25 DE ABRIL SEMPRE!
O 25 de Abril e as nacionalizações
Por Sérgio Ribeiro
Após a guerra de 1939-45, a relação de forças sociais na Europa era favorável às forças democráticas, à classe operária e a todos os trabalhadores, e foi possível fazer prevalecer em parte o objectivo da satisfação das necessidades sociais sobre o objectivo do lucro privado. Para tanto, uma das condições foi a quebra do monopólio capitalista da actividade económica, quer nos Estados vencidos quer nos Estados vencedores do conflito. As nacionalizações democráticas foram um dos meios. As empresas nacionalizadas tiveram, assim, na sua origem, um papel progressista e foram uma das condições para o que veio a ser o que se chama, muito discutivelmente, o «modelo social europeu».
Mais tarde, o
Estado, recuperado de forma lenta pelo poder económico privado,
passou a utilizar o sector nacionalizado de forma totalmente
inversa aos objectivos das nacionalizações, fazendo destas
instrumentos de financiamento público de actividades privadas,
instrumentos da acumulação do capital monopolista.

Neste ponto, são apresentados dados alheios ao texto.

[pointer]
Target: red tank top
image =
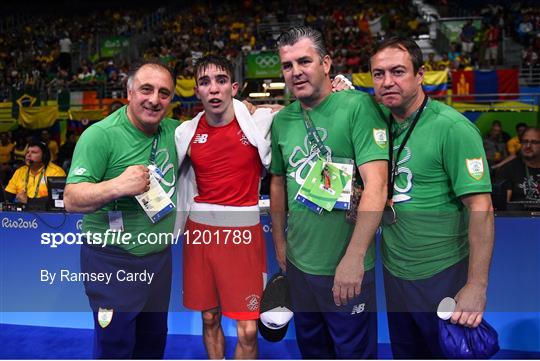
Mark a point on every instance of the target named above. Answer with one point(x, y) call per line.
point(227, 167)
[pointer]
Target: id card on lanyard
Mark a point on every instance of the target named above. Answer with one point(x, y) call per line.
point(155, 202)
point(328, 184)
point(389, 215)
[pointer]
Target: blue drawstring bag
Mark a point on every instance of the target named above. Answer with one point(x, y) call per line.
point(460, 342)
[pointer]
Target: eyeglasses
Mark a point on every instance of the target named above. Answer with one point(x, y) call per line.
point(531, 142)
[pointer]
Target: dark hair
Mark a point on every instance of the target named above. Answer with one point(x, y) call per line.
point(46, 157)
point(532, 129)
point(297, 33)
point(154, 63)
point(403, 43)
point(219, 62)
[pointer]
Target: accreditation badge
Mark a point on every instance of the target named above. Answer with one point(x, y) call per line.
point(105, 316)
point(155, 202)
point(116, 221)
point(323, 186)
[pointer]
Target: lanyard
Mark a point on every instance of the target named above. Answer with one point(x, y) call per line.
point(314, 138)
point(153, 152)
point(529, 179)
point(41, 174)
point(392, 164)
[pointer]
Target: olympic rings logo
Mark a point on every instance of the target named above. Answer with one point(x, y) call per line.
point(267, 61)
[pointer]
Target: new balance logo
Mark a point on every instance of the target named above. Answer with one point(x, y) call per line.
point(200, 138)
point(358, 308)
point(79, 171)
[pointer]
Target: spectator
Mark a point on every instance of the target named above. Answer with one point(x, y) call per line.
point(522, 175)
point(514, 144)
point(51, 143)
point(468, 33)
point(494, 145)
point(66, 151)
point(6, 148)
point(492, 39)
point(30, 180)
point(65, 52)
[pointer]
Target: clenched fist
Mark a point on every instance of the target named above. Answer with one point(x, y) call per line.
point(134, 180)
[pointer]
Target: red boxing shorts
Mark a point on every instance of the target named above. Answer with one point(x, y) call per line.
point(224, 267)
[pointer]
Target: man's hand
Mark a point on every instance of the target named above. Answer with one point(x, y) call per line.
point(134, 180)
point(22, 197)
point(471, 303)
point(252, 107)
point(340, 83)
point(347, 280)
point(281, 251)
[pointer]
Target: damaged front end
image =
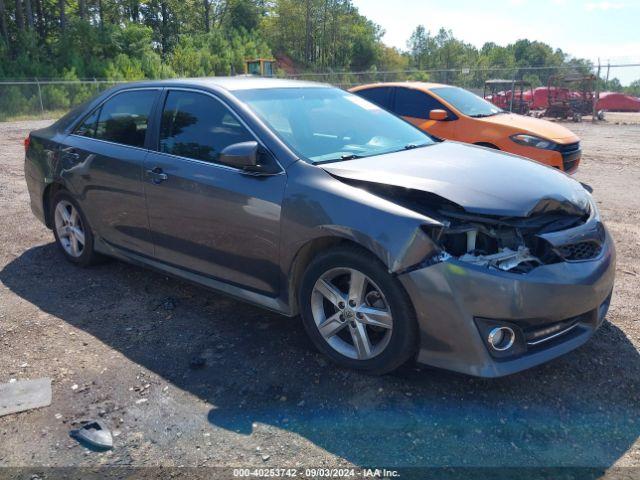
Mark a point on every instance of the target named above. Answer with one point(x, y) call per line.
point(515, 245)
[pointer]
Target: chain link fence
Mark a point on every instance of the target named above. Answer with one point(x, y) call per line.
point(50, 98)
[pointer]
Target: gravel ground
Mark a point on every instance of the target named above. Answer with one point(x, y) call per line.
point(117, 341)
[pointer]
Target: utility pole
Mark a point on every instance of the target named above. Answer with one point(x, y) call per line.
point(594, 115)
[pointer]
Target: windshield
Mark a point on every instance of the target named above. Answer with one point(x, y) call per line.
point(466, 102)
point(327, 124)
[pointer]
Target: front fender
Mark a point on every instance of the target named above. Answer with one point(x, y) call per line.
point(316, 205)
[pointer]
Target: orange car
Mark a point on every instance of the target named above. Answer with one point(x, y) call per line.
point(456, 114)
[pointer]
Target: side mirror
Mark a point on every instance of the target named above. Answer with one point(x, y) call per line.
point(242, 155)
point(438, 115)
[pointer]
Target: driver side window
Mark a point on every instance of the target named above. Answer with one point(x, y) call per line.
point(197, 126)
point(415, 104)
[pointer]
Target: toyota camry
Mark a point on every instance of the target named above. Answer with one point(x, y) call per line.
point(308, 200)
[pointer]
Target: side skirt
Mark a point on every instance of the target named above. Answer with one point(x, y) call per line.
point(255, 298)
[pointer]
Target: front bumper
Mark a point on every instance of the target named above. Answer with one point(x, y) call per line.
point(448, 298)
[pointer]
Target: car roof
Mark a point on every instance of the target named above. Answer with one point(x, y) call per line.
point(416, 85)
point(240, 82)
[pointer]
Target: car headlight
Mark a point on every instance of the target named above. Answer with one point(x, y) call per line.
point(533, 141)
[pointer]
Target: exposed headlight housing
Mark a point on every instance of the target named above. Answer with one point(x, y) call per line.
point(533, 141)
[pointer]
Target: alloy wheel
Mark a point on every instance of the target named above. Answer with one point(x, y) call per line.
point(351, 313)
point(69, 228)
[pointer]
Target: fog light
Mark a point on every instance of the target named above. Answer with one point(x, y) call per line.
point(501, 338)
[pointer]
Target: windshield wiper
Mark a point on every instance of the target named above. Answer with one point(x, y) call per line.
point(482, 115)
point(411, 146)
point(350, 156)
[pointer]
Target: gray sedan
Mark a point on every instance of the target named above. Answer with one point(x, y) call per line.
point(308, 200)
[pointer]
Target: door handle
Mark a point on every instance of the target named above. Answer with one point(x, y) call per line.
point(157, 175)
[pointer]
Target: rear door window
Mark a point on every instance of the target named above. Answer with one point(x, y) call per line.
point(197, 126)
point(381, 96)
point(122, 119)
point(414, 103)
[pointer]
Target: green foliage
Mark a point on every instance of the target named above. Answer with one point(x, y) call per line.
point(124, 40)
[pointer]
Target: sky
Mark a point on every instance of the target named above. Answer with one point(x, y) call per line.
point(587, 29)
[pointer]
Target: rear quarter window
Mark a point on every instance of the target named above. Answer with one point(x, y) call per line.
point(122, 119)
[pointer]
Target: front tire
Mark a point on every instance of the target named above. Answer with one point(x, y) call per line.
point(72, 231)
point(356, 313)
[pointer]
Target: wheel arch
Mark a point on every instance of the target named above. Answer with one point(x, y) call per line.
point(306, 254)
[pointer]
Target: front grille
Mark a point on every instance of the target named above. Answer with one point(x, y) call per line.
point(537, 335)
point(580, 251)
point(571, 155)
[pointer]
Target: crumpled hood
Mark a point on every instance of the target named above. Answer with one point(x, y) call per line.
point(478, 179)
point(533, 126)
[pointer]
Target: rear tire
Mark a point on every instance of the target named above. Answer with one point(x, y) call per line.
point(72, 231)
point(356, 313)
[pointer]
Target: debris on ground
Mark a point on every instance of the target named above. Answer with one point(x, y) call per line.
point(197, 362)
point(94, 435)
point(24, 395)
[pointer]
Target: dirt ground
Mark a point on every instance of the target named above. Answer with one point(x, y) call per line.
point(117, 342)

As nacionalizações então chamadas democráticas, desse momento
e nessas condições, não alteravam a natureza do modo de
produção, e estavam estreitamente ligadas à evolução do
capitalismo e à luta de classes que neste se inscreve e que se
tem de adequar a essa evolução. Por isso, não eram neutras.
Nem nunca o serão, até porque nada o é...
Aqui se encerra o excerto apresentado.